Keraton Yogyakarta tetap menjadi destinasi wisata favorit bagi para pengunjung di tahun 2025. Pengelola Keraton Yogyakarta telah menetapkan harga tiket masuk yang beragam berdasarkan status kewarganegaraan dan usia pengunjung. Untuk wisatawan domestik, harga tiket masuk untuk dewasa sebesar Rp15.000 dan untuk anak-anak Rp10.000. Sementara itu, untuk wisatawan mancanegara, harga tiket masuk dewasa adalah Rp25.000 dan anak-anak Rp20.000. Anak usia 0-2 tahun dapat masuk secara gratis. Kebijakan harga ini bertujuan untuk memberikan akses yang luas kepada masyarakat dan mendukung pelestarian budaya dan sejarah Keraton Yogyakarta.
Keraton Yogyakarta membuka pintunya untuk umum setiap hari Selasa hingga Minggu pukul 08.00–14.00 WIB, kecuali pada hari Senin dan tanggal 17 Agustus. Lokasinya strategis, berada di Jl. Rotowijayan No. 1, Panembahan, Kecamatan Kraton, Kota Yogyakarta, dekat dengan berbagai ikon wisata seperti Malioboro, Benteng Vredeburg, dan lainnya.

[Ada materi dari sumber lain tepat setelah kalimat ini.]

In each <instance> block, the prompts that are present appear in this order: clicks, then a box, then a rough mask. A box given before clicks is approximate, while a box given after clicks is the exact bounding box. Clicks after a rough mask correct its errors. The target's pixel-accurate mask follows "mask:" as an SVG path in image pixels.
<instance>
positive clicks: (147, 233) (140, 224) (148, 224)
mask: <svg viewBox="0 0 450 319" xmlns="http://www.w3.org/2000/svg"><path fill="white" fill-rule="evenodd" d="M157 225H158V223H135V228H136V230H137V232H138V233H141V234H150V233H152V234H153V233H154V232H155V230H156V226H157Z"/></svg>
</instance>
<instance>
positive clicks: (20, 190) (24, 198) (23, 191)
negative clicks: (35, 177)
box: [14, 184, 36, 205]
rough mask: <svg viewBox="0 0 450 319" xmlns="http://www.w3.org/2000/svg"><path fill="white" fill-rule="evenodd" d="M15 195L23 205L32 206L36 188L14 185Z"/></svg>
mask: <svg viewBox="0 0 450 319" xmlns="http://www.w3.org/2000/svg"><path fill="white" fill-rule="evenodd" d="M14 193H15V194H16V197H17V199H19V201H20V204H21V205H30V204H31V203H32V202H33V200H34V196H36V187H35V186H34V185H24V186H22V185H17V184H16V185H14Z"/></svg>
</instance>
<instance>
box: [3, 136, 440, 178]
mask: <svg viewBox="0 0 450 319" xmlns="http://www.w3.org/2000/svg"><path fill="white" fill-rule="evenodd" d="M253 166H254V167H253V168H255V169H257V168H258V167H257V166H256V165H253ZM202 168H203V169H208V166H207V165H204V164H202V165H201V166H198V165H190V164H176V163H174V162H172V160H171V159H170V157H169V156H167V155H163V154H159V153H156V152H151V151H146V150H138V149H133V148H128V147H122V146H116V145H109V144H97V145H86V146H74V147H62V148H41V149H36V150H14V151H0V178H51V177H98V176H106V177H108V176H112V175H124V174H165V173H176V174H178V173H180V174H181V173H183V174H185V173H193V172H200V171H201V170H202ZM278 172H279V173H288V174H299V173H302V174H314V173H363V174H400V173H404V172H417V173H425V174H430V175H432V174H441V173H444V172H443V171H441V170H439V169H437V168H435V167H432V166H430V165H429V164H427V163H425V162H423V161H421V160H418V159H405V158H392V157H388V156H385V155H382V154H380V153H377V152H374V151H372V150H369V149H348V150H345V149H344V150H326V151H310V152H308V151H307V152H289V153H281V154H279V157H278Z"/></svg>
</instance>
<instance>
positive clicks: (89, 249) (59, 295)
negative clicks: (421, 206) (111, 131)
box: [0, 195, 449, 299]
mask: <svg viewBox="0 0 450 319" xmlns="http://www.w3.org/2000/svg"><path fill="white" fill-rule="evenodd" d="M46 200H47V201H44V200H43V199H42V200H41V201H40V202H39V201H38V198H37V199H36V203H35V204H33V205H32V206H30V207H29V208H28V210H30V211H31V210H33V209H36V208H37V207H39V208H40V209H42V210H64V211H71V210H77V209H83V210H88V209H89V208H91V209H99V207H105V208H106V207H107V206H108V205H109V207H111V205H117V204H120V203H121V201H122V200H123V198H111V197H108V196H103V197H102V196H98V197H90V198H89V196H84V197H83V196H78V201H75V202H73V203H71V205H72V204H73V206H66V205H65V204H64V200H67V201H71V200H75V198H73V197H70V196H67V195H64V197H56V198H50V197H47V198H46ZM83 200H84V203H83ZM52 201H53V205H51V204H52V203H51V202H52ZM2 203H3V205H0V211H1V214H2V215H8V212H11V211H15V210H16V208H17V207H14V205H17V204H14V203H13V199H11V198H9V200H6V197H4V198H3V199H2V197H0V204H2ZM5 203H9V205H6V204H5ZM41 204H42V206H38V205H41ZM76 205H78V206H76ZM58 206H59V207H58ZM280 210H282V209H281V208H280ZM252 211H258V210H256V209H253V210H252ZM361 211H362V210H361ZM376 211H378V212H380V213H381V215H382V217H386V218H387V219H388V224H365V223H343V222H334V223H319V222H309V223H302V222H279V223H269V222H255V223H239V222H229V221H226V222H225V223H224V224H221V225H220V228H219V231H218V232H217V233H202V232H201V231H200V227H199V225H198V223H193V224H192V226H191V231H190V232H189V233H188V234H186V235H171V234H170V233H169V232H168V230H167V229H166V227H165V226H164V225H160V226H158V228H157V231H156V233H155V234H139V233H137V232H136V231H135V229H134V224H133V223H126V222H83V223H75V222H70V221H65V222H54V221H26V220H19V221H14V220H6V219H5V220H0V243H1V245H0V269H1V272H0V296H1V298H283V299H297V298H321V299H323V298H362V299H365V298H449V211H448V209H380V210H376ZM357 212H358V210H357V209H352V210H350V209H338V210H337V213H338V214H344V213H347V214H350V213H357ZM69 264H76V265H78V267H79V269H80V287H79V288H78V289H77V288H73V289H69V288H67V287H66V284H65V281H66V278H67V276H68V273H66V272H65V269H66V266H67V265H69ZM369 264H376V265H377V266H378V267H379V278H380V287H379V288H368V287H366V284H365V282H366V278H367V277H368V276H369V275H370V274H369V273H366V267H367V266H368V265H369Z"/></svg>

Sejarah panjang Keraton Yogyakarta tidak lepas dari Perjanjian Giyanti pada tahun 1755, yang menjadi akhir dari Kerajaan Mataram dan menyebabkan berdirinya dua kekuasaan baru, termasuk Kasultanan Ngayogyakarta Hadiningrat. Sri Sultan Hamengku Buwono I mendirikan Keraton Yogyakarta di bekas pesanggrahan Garjitawati setelah perjanjian tersebut.
Keraton Yogyakarta menawarkan pengalaman wisata yang kaya akan sejarah dan budaya Jawa. Wisatawan dapat melihat arsitektur khas Jawa dengan pengaruh budaya asing, serta mengunjungi museum di dalam kompleks seperti Museum lukisan, Museum Sri Sultan Hamengkubuwono IX, Museum batik, dan Museum kereta kencana. Mengunjungi Keraton Yogyakarta bukan hanya sekedar melihat bangunan kuno, tetapi juga mempelajari sejarah, budaya, dan filosofi kehidupan masyarakat Jawa yang terus dijaga hingga saat ini.